The Historic Vampire Debate Project brings a volume of Hermetic writings compiled from 1732 that were a direct response to a case of Vampirism that became the center of controversy throughout the Holy Roman Empire. After 17 individuals suddenly died in a rural Serbian village, an Official Report from the regiments of Prince Charles Alexander had emerged, detailing the autopsies of 13 bodies that were exhumed during an inquisition over the incident. The bodies were found preserved from decay over a month after burial and the locals blamed the sudden deaths on vampirism. An academic debate began when von Kottwitz, an ensign to the Prince Alexandrian Regiments, sought answers to the mysterious phenomena detailed in the reports. Requesting medical expertise, he sent a personal letter to Dr. Michael Ettmuller, a famous Professor of Physiology at Leipzig University who was also President to the Leopoldina-Carolina Academy of Natural Curiosities. What followed would become the greatest controversy of the day. For the first time, several works that argue for and against the Hermetic perspective regarding the phenomena observed on the bodies of the incorruptible deceased have been compiled and translated into English for the enjoyment of a modern contemporary audience.

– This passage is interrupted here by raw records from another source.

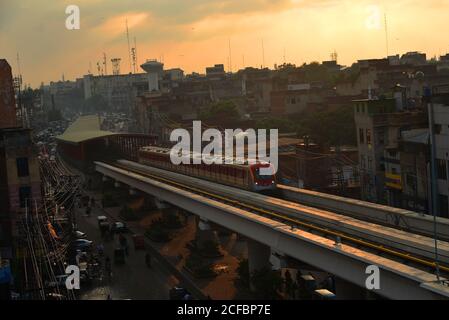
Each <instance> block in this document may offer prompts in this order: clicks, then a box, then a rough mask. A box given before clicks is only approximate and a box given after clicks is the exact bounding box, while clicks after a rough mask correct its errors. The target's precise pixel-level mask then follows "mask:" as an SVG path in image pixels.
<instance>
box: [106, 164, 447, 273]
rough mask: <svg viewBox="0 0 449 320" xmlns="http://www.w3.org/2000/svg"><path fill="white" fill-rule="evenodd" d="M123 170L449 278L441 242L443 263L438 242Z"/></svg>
mask: <svg viewBox="0 0 449 320" xmlns="http://www.w3.org/2000/svg"><path fill="white" fill-rule="evenodd" d="M113 165H114V166H116V167H117V168H121V169H123V170H127V171H130V172H134V173H137V174H140V175H143V176H146V177H149V178H152V179H155V180H157V181H160V182H164V183H166V184H169V185H171V186H175V187H177V188H181V189H183V190H188V191H190V192H193V193H195V194H199V195H202V196H205V197H207V198H209V199H214V200H216V201H219V202H222V203H223V204H226V205H230V206H234V207H236V208H240V209H243V210H246V211H248V212H252V213H255V214H258V215H261V216H263V217H267V218H269V219H273V220H275V221H279V222H283V223H286V224H287V225H290V226H291V227H292V228H299V229H302V230H305V231H308V232H310V233H313V234H317V235H320V236H323V237H326V238H328V239H331V240H334V241H336V243H337V244H338V243H342V244H348V245H351V246H354V247H356V248H358V249H363V250H365V251H367V252H371V253H374V254H376V255H380V256H384V257H388V258H390V259H393V260H395V261H398V262H400V263H405V264H407V265H411V266H413V267H417V268H419V269H422V270H424V271H426V272H435V271H436V269H439V271H440V272H441V273H442V274H443V275H446V274H447V275H449V243H447V242H445V241H438V254H439V262H438V263H436V262H435V260H434V257H435V250H434V240H433V239H431V238H429V237H425V236H421V235H417V234H414V233H410V232H406V231H403V230H399V229H394V228H391V227H386V226H383V225H378V224H375V223H372V222H366V221H362V220H358V219H355V218H352V217H347V216H344V215H340V214H335V213H333V212H329V211H325V210H321V209H317V208H312V207H308V206H304V205H300V204H298V203H294V202H290V201H286V200H281V199H277V198H273V197H269V196H265V195H261V194H257V193H253V192H248V191H244V190H240V189H235V188H232V187H228V186H222V185H216V184H213V183H211V182H209V181H204V180H201V179H196V178H192V177H188V176H184V175H180V174H177V173H173V172H167V171H165V170H161V169H157V168H152V167H148V166H144V165H141V164H138V163H135V162H130V161H126V160H120V161H118V162H117V163H114V164H113Z"/></svg>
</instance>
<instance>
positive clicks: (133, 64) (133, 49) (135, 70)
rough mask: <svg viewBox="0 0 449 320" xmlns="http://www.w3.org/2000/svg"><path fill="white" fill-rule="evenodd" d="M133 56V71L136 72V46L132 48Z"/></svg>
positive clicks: (131, 52)
mask: <svg viewBox="0 0 449 320" xmlns="http://www.w3.org/2000/svg"><path fill="white" fill-rule="evenodd" d="M131 57H132V59H133V73H136V48H131Z"/></svg>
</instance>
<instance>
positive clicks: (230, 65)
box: [228, 38, 232, 73]
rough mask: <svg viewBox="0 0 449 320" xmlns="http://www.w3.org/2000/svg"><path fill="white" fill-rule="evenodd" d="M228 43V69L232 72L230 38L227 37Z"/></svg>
mask: <svg viewBox="0 0 449 320" xmlns="http://www.w3.org/2000/svg"><path fill="white" fill-rule="evenodd" d="M228 40H229V41H228V44H229V71H230V72H231V73H232V51H231V38H229V39H228Z"/></svg>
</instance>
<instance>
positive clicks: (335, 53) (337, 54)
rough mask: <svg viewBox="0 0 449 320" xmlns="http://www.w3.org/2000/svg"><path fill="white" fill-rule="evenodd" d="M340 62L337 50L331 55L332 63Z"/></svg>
mask: <svg viewBox="0 0 449 320" xmlns="http://www.w3.org/2000/svg"><path fill="white" fill-rule="evenodd" d="M337 60H338V53H337V50H334V52H332V53H331V61H335V62H337Z"/></svg>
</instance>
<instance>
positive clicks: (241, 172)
mask: <svg viewBox="0 0 449 320" xmlns="http://www.w3.org/2000/svg"><path fill="white" fill-rule="evenodd" d="M194 156H198V157H200V156H201V155H194V154H192V153H190V159H192V157H194ZM224 162H225V159H224V158H223V164H204V163H202V164H192V161H190V163H191V164H179V165H175V164H173V163H172V161H171V159H170V149H167V148H160V147H153V146H150V147H143V148H141V149H140V150H139V163H141V164H144V165H148V166H151V167H156V168H160V169H164V170H168V171H172V172H177V173H180V174H185V175H188V176H191V177H196V178H200V179H204V180H209V181H213V182H217V183H220V184H225V185H229V186H232V187H236V188H240V189H245V190H249V191H255V192H261V191H265V190H275V189H276V176H275V172H274V168H273V166H272V165H271V164H270V163H268V162H262V161H257V162H255V163H253V164H250V163H248V161H245V163H244V164H237V163H235V160H234V159H233V162H234V163H232V164H225V163H224ZM261 168H270V169H271V170H270V172H271V174H269V175H266V174H264V175H262V174H261V171H260V169H261ZM263 171H265V170H263Z"/></svg>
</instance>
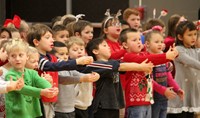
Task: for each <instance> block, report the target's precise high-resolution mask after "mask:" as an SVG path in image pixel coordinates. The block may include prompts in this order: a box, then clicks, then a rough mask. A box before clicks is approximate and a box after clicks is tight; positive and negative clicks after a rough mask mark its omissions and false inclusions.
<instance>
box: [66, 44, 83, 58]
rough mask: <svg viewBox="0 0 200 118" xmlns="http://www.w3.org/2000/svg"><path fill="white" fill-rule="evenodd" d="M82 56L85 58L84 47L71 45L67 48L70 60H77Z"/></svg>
mask: <svg viewBox="0 0 200 118" xmlns="http://www.w3.org/2000/svg"><path fill="white" fill-rule="evenodd" d="M82 56H85V47H84V46H80V45H77V44H73V45H72V46H71V47H70V48H69V57H70V58H71V59H77V58H79V57H82Z"/></svg>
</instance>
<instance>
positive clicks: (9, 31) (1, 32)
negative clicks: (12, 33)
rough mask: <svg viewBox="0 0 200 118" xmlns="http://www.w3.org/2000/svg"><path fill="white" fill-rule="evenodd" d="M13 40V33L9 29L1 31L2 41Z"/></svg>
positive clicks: (2, 30) (2, 28) (1, 38)
mask: <svg viewBox="0 0 200 118" xmlns="http://www.w3.org/2000/svg"><path fill="white" fill-rule="evenodd" d="M10 38H12V35H11V32H10V30H9V29H7V28H4V27H3V28H1V30H0V40H2V39H10Z"/></svg>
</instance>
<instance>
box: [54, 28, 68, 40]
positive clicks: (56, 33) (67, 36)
mask: <svg viewBox="0 0 200 118" xmlns="http://www.w3.org/2000/svg"><path fill="white" fill-rule="evenodd" d="M54 39H55V40H56V41H60V42H63V43H65V42H66V41H67V40H68V39H69V32H68V31H67V30H63V31H58V32H56V33H55V36H54Z"/></svg>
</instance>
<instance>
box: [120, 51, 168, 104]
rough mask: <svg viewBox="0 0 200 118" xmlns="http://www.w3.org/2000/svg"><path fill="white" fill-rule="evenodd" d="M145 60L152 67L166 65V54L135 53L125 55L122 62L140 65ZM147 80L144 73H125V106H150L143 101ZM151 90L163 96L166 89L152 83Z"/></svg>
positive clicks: (130, 53) (146, 88)
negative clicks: (125, 78) (155, 91)
mask: <svg viewBox="0 0 200 118" xmlns="http://www.w3.org/2000/svg"><path fill="white" fill-rule="evenodd" d="M145 59H148V61H151V62H152V63H153V64H154V65H158V64H163V63H166V62H167V61H168V60H167V59H166V54H165V53H164V54H149V53H147V52H141V53H139V54H136V53H126V54H125V55H124V59H123V60H124V62H136V63H141V62H143V61H144V60H145ZM146 85H147V79H146V77H145V73H144V72H139V71H129V72H126V88H125V98H126V105H127V107H129V106H142V105H150V102H146V101H145V97H146V93H147V86H146ZM153 89H154V90H155V91H156V92H158V93H160V94H162V95H163V94H164V92H165V90H166V87H163V86H161V85H159V84H158V83H156V82H155V81H153Z"/></svg>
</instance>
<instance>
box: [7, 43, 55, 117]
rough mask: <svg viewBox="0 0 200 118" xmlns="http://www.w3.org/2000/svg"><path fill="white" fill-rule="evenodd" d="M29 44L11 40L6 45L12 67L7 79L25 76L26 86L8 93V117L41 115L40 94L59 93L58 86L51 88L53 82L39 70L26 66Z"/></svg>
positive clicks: (24, 79)
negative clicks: (44, 75)
mask: <svg viewBox="0 0 200 118" xmlns="http://www.w3.org/2000/svg"><path fill="white" fill-rule="evenodd" d="M27 49H28V44H27V43H26V42H23V41H21V40H14V39H13V40H11V41H10V42H8V44H7V45H6V52H7V54H8V61H9V63H10V64H11V66H12V68H11V69H10V70H9V71H8V73H7V75H6V78H5V79H6V81H8V80H10V78H12V79H13V81H16V80H18V79H20V78H24V83H25V85H24V87H23V88H22V89H21V90H20V91H12V92H9V93H7V94H6V117H7V118H14V117H15V118H28V117H29V118H33V117H39V116H41V115H42V114H41V108H40V104H39V99H38V98H40V96H45V97H47V98H52V97H54V96H56V95H57V94H58V89H57V88H51V84H50V83H49V82H48V81H46V80H45V79H43V78H41V77H40V76H39V75H38V74H37V71H34V70H30V69H27V68H25V64H26V61H27V60H28V56H27Z"/></svg>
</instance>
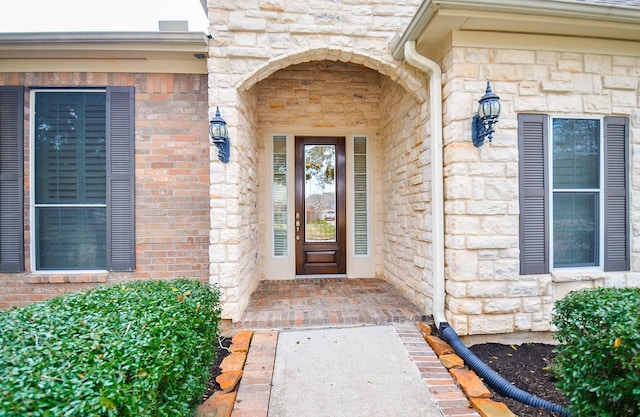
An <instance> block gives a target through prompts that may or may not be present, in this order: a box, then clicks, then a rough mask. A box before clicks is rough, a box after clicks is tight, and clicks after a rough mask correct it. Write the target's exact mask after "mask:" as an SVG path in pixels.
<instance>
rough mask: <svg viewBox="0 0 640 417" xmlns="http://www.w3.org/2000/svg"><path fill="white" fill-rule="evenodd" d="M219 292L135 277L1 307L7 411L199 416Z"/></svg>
mask: <svg viewBox="0 0 640 417" xmlns="http://www.w3.org/2000/svg"><path fill="white" fill-rule="evenodd" d="M219 322H220V309H219V292H218V290H217V289H216V288H213V287H210V286H208V285H206V284H203V283H200V282H198V281H195V280H188V279H175V280H171V281H135V282H130V283H126V284H119V285H113V286H102V287H96V288H94V289H91V290H88V291H83V292H74V293H70V294H67V295H64V296H61V297H57V298H54V299H51V300H48V301H45V302H40V303H35V304H32V305H29V306H26V307H21V308H13V309H10V310H5V311H1V312H0V369H1V370H2V372H0V416H2V417H9V416H20V417H25V416H33V417H36V416H56V417H58V416H136V417H142V416H153V417H157V416H172V417H175V416H193V414H194V410H195V408H196V407H197V405H198V404H199V403H201V402H202V394H203V393H204V391H205V389H206V383H207V381H208V378H209V368H210V365H211V363H212V362H213V359H214V355H215V349H214V347H213V346H214V341H216V340H217V328H218V324H219Z"/></svg>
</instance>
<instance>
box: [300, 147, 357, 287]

The Alchemy volume was expanded to include:

  • Anonymous – Official and Cumbersome Relation upon those Vampires or People-Suckers, which have emerged in this and previous years in the Kingdom of Servia. In addition to its reasoning, a Handwritten Letter from an Officer of the Prince Alexandrian Regiments of Medvedia in Serbia, to a Famous Doctor of the University of Leipzig. (1732)

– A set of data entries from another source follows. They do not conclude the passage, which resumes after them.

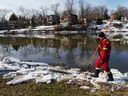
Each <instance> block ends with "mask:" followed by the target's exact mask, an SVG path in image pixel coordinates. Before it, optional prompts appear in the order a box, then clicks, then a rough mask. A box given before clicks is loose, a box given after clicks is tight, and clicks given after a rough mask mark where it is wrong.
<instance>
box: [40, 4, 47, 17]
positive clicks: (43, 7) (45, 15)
mask: <svg viewBox="0 0 128 96" xmlns="http://www.w3.org/2000/svg"><path fill="white" fill-rule="evenodd" d="M40 10H41V14H42V16H43V17H46V15H47V12H48V8H47V7H43V6H42V7H41V8H40Z"/></svg>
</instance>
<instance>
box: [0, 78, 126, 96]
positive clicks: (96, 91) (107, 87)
mask: <svg viewBox="0 0 128 96" xmlns="http://www.w3.org/2000/svg"><path fill="white" fill-rule="evenodd" d="M8 81H9V79H1V78H0V94H1V95H0V96H128V89H125V88H123V87H122V88H121V89H116V90H112V88H111V87H112V85H111V84H101V85H102V88H101V89H99V90H97V91H96V92H93V91H92V92H90V91H89V90H88V89H80V88H79V84H75V83H71V84H67V83H66V82H65V81H62V82H59V83H57V82H52V83H50V84H47V83H37V84H36V83H34V82H33V81H31V82H27V83H22V84H18V85H7V84H6V82H8ZM86 83H87V82H86ZM90 86H91V85H90ZM113 87H114V86H113ZM115 88H116V86H115Z"/></svg>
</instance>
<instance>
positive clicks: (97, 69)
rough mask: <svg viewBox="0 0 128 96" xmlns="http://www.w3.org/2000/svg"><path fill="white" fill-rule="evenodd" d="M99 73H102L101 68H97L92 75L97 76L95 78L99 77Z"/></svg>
mask: <svg viewBox="0 0 128 96" xmlns="http://www.w3.org/2000/svg"><path fill="white" fill-rule="evenodd" d="M99 73H100V70H99V69H96V70H95V73H94V74H93V75H91V76H92V77H95V78H98V77H99Z"/></svg>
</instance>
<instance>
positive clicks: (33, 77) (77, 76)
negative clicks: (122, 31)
mask: <svg viewBox="0 0 128 96" xmlns="http://www.w3.org/2000/svg"><path fill="white" fill-rule="evenodd" d="M6 70H8V71H6ZM3 71H4V74H2V75H3V78H13V79H12V80H11V81H9V82H7V84H8V85H12V84H19V83H22V82H28V81H31V80H34V81H35V82H36V83H39V82H45V83H50V82H52V81H53V80H54V81H57V82H60V81H62V80H68V82H67V83H72V82H73V81H75V82H76V81H77V82H85V81H86V82H90V83H91V84H92V85H93V86H94V88H93V89H92V90H91V91H92V92H94V91H95V90H96V89H100V88H101V86H100V85H99V84H98V83H99V82H102V83H108V84H125V86H126V87H127V86H128V84H127V83H128V72H126V73H124V74H123V73H121V72H120V71H119V70H117V69H111V72H112V73H113V77H114V81H109V82H108V81H107V75H106V74H105V73H104V72H100V74H99V78H94V77H91V74H93V73H91V72H88V71H86V72H81V71H80V69H78V68H71V69H65V68H63V67H60V66H54V67H53V66H50V65H48V64H46V63H39V62H22V61H20V60H18V59H16V58H12V57H7V58H6V57H5V58H4V59H3V61H0V72H3ZM80 88H83V89H89V88H90V86H84V85H82V84H81V87H80Z"/></svg>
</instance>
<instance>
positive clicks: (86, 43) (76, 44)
mask: <svg viewBox="0 0 128 96" xmlns="http://www.w3.org/2000/svg"><path fill="white" fill-rule="evenodd" d="M97 41H98V40H96V39H94V38H89V37H87V36H86V35H63V36H61V35H57V36H55V37H54V38H36V37H31V36H30V37H29V36H27V37H16V36H13V37H12V36H0V56H1V58H2V57H3V56H10V57H14V58H18V59H20V60H22V61H31V62H45V63H49V64H61V65H65V66H67V67H76V68H83V69H84V67H85V66H86V64H88V62H89V60H90V58H91V56H92V55H93V53H94V51H95V49H96V47H97V44H98V42H97ZM97 57H98V54H97V55H96V57H95V59H94V61H93V62H92V65H93V66H94V65H95V61H96V59H97ZM109 66H110V68H116V69H118V70H120V71H121V72H123V73H124V72H128V43H127V41H118V42H112V51H111V58H110V62H109Z"/></svg>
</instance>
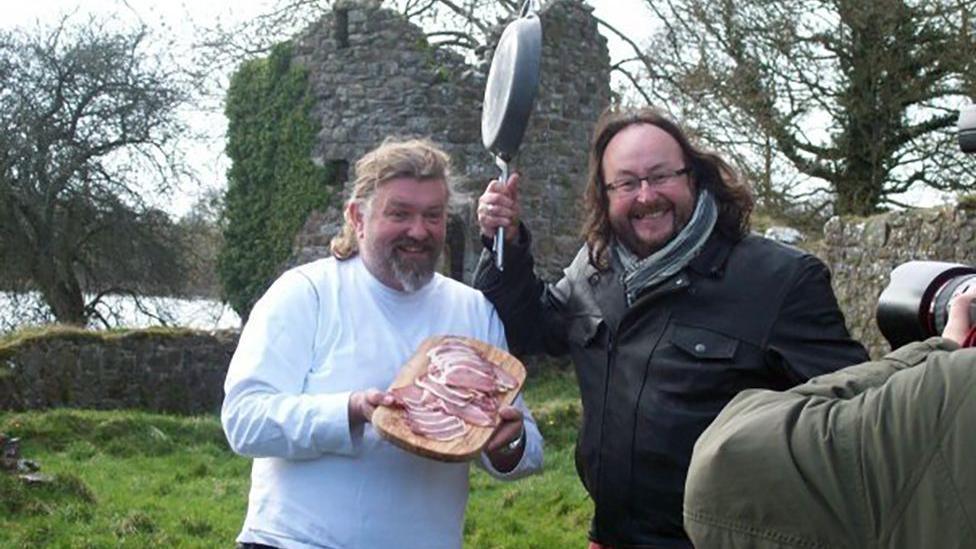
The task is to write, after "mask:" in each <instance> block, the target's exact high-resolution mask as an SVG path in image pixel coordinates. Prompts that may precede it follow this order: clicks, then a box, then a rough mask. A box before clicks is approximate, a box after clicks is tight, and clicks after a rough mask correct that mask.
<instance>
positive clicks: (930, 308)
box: [875, 105, 976, 349]
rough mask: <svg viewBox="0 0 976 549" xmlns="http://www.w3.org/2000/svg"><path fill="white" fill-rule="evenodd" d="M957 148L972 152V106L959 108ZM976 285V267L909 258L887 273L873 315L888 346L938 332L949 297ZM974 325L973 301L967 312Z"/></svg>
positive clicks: (966, 152) (972, 129) (896, 345)
mask: <svg viewBox="0 0 976 549" xmlns="http://www.w3.org/2000/svg"><path fill="white" fill-rule="evenodd" d="M958 129H959V134H958V136H959V148H960V149H961V150H962V152H964V153H967V154H972V153H976V105H966V106H964V107H962V108H961V109H959V121H958ZM971 284H976V268H974V267H970V266H968V265H962V264H959V263H943V262H940V261H909V262H908V263H905V264H903V265H899V266H898V267H896V268H895V270H894V271H892V272H891V281H890V282H889V284H888V286H887V287H886V288H885V289H884V291H883V292H881V296H880V297H879V298H878V308H877V311H876V313H875V318H876V319H877V321H878V328H880V329H881V335H883V336H884V338H885V339H886V340H888V343H889V344H890V345H891V348H892V349H896V348H898V347H901V346H902V345H904V344H906V343H909V342H912V341H920V340H923V339H926V338H928V337H931V336H935V335H940V334H941V333H942V330H943V329H944V328H945V325H946V322H947V321H948V319H949V306H950V303H951V302H952V298H953V297H954V296H956V295H958V294H960V293H962V292H964V291H966V289H967V288H969V286H970V285H971ZM969 321H970V325H976V301H974V302H973V305H972V306H971V307H970V311H969Z"/></svg>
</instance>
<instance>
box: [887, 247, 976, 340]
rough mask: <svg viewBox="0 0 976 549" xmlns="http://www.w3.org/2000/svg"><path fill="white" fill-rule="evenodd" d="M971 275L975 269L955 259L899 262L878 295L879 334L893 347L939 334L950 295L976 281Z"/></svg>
mask: <svg viewBox="0 0 976 549" xmlns="http://www.w3.org/2000/svg"><path fill="white" fill-rule="evenodd" d="M974 278H976V269H974V268H973V267H969V266H966V265H960V264H958V263H942V262H938V261H909V262H908V263H904V264H902V265H899V266H898V267H897V268H895V270H893V271H892V272H891V280H890V282H889V283H888V286H887V287H886V288H885V289H884V291H883V292H881V296H880V297H879V298H878V310H877V315H876V318H877V321H878V328H880V329H881V335H883V336H884V338H885V339H886V340H888V343H889V344H890V345H891V348H892V349H896V348H898V347H901V346H902V345H905V344H906V343H910V342H912V341H921V340H923V339H926V338H928V337H931V336H934V335H939V334H941V333H942V330H943V328H945V324H946V321H947V320H948V314H949V313H948V311H949V303H950V302H951V300H952V297H953V296H954V295H957V294H959V293H961V292H963V291H965V289H966V288H967V287H969V284H971V283H976V280H974ZM971 318H972V317H971Z"/></svg>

  • Gottlob Vogt’s Short Reservations upon those Official Relations on account of Vampires or People and Cattle Suckers, etc. (1732)

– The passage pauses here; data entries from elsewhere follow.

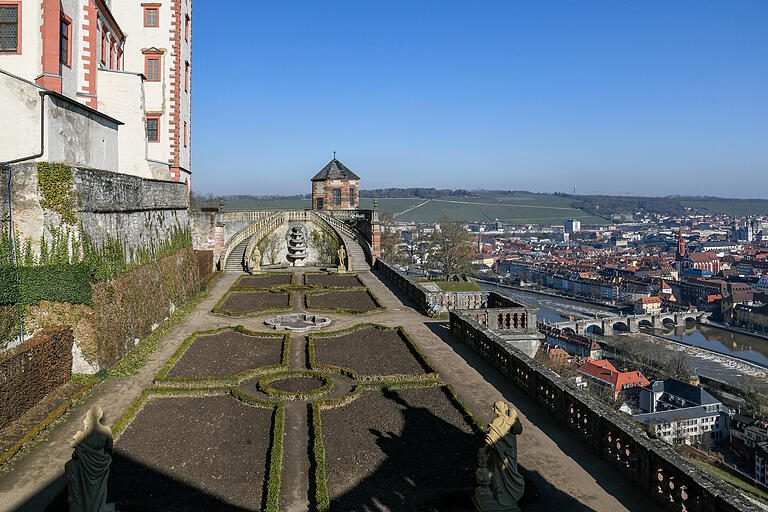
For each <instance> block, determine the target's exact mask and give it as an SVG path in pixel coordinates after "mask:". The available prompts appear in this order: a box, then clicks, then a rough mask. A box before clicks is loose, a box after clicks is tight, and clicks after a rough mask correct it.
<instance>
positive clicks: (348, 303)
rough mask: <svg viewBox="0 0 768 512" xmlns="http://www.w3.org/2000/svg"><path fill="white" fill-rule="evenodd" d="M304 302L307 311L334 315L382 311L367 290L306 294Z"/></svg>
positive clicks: (375, 301)
mask: <svg viewBox="0 0 768 512" xmlns="http://www.w3.org/2000/svg"><path fill="white" fill-rule="evenodd" d="M306 301H307V309H309V310H318V311H331V312H335V313H351V314H355V313H368V312H371V311H380V310H383V309H384V308H383V307H381V305H380V304H379V302H378V301H377V300H376V298H375V297H374V296H373V295H371V293H370V291H368V290H332V291H329V292H324V293H308V294H307V295H306Z"/></svg>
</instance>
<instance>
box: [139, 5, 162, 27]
mask: <svg viewBox="0 0 768 512" xmlns="http://www.w3.org/2000/svg"><path fill="white" fill-rule="evenodd" d="M141 6H142V7H143V8H144V13H143V16H144V20H143V21H144V26H145V27H149V28H157V27H159V26H160V4H141ZM149 11H155V20H154V21H155V24H154V25H150V24H149V23H148V18H149Z"/></svg>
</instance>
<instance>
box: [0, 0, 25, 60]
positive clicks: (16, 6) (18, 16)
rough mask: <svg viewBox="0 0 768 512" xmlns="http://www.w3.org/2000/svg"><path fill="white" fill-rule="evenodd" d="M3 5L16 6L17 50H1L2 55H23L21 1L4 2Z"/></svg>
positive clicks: (16, 44) (0, 54) (16, 39)
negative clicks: (22, 52)
mask: <svg viewBox="0 0 768 512" xmlns="http://www.w3.org/2000/svg"><path fill="white" fill-rule="evenodd" d="M0 6H2V7H16V51H15V52H0V55H21V27H22V26H23V25H22V24H21V2H2V1H0Z"/></svg>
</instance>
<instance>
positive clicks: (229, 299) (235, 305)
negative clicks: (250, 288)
mask: <svg viewBox="0 0 768 512" xmlns="http://www.w3.org/2000/svg"><path fill="white" fill-rule="evenodd" d="M292 302H293V301H292V296H291V294H288V293H282V292H278V291H272V290H270V291H235V289H233V290H230V291H229V292H227V294H226V295H225V296H224V297H222V299H221V300H220V301H219V303H218V304H216V306H215V307H214V308H213V312H214V313H220V314H224V315H228V316H245V315H249V314H251V313H265V312H272V311H287V310H289V309H291V305H292Z"/></svg>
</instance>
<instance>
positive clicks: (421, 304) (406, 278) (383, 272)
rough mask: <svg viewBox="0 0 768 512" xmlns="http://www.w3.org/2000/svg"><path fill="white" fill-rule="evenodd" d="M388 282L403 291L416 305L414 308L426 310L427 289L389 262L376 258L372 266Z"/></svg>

  • Gottlob Vogt’s The subtly recurring but once again rejected Third Part of Man, appended with a doctrine of those Temperaments. etc. (1732)
  • Remarquable Cureiuse Briefe. Issue 137, No. 121. (1732)
  • Christoph Demelio – Philosophical Experiment, or whether the Strange Occurrence of the Blood-Sucker in Lower Hungary,which occurred in 1732, could be derived from the principles of nature  , in particular from the Sympathy of Natural Things and from the Three Faculties of Man, etc. (1732)
  • Imperial Correspondence from the Austrian State Archives in Vienna, dated December 12, 1731 to August 5, 1732.

The Introduction provides a brief history of alchemy, the temperaments, and how the teachings of Paracelsus were attributed to the case of vampirism in the texts before us. An in depth analysis is then made over the Hermetic perspective and the early medical refutations regarding the inquisition of sudden death blamed on vampirism. The Paracelsian view of the body being a material vessel for which the spirit and soul are bound is perfectly represented in the chemical process of sublimation; in which the metaphoric spirit is released from its earthly impurities when a solid bypasses the liquid and converts directly to a vaporous spirit as it leaves behind the impure and useless remains so-called Caput Mortem. It can further be seen from these works that a controversy existed as to whether the body of man held two (body and soul) or three parts (body, soul, and spirit), and whether the spirits of the dead could truly affect the living with such detrimental effects or if these were merely symptoms of varying diseases. To this, Gottlob Vogt breaks down and refutes the Paracelcian perspective, establishes the error of the so-called Third Part of Man, then provides the medicinal history of the temperaments in which the the chemical imbalance of Mercury, Sulphur, and Salt may affect the moral judgements and health of man. Many archival documents regarding the administrative reports and correspondence that came from the inquisition of the Serbian plague are further presented in the final appendix.